|Population||Less than 50,000|
|Conservation status||Near threatened|
The harpy eagle (Harpia harpyja) is a large diurnal bird native to the rain forests of Central and South America. Among the largest of eagles, the harpy is facing a reduction in numbers due to habitat loss and perceived or imagined threats to livestock and human life.
The harpy eagle is predominately dark grey to black above; its underside is white. The head is a lighter shade of gray, and bears a crest of feathers which it raises according to mood. The only difference between male and female is size; males are between 8-10 pounds in weight, with females nearly twice the size.

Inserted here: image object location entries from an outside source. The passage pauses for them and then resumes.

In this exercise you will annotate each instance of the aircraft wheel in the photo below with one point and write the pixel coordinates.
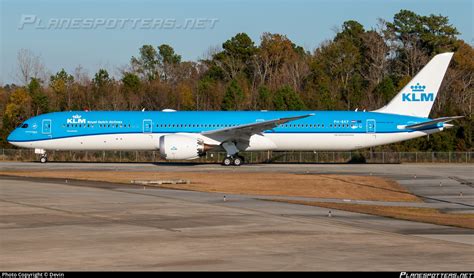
(238, 161)
(227, 161)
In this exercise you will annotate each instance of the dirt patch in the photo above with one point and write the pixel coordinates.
(426, 215)
(273, 184)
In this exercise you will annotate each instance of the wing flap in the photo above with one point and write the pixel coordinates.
(433, 122)
(246, 130)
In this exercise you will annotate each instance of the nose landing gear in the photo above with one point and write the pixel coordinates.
(44, 158)
(235, 160)
(43, 155)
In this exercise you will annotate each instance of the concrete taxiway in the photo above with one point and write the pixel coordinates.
(81, 225)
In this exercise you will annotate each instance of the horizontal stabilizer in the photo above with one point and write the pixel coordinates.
(433, 122)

The harpy was named for the creatures of Greek mythology (harpazein, ἁρπάζειν, "to snatch"), said to be sharp-clawed vultures bearing the faces of women. The best-known victim of the harpies was Phineus, a blind seer who was robbed of his food by them as punishment by the gods, and who was releaved of them by Jason in his quest for the Golden Fleece.
Distribution and habitat
The harpy is found from southern Mexico, and as far south as northern Argentina and Paraguay. Their habitat is the rainforest, generally the upper area or canopy, and they stray outside of forested areas if an easy meal is available.
The harpy actively takes prey roughly equivalent in weight to the bird itself; this prey is mainly tree-dwelling (sloths, monkeys, opossums), but they won't hesitate to go after prey found on the ground (small deer, coatis).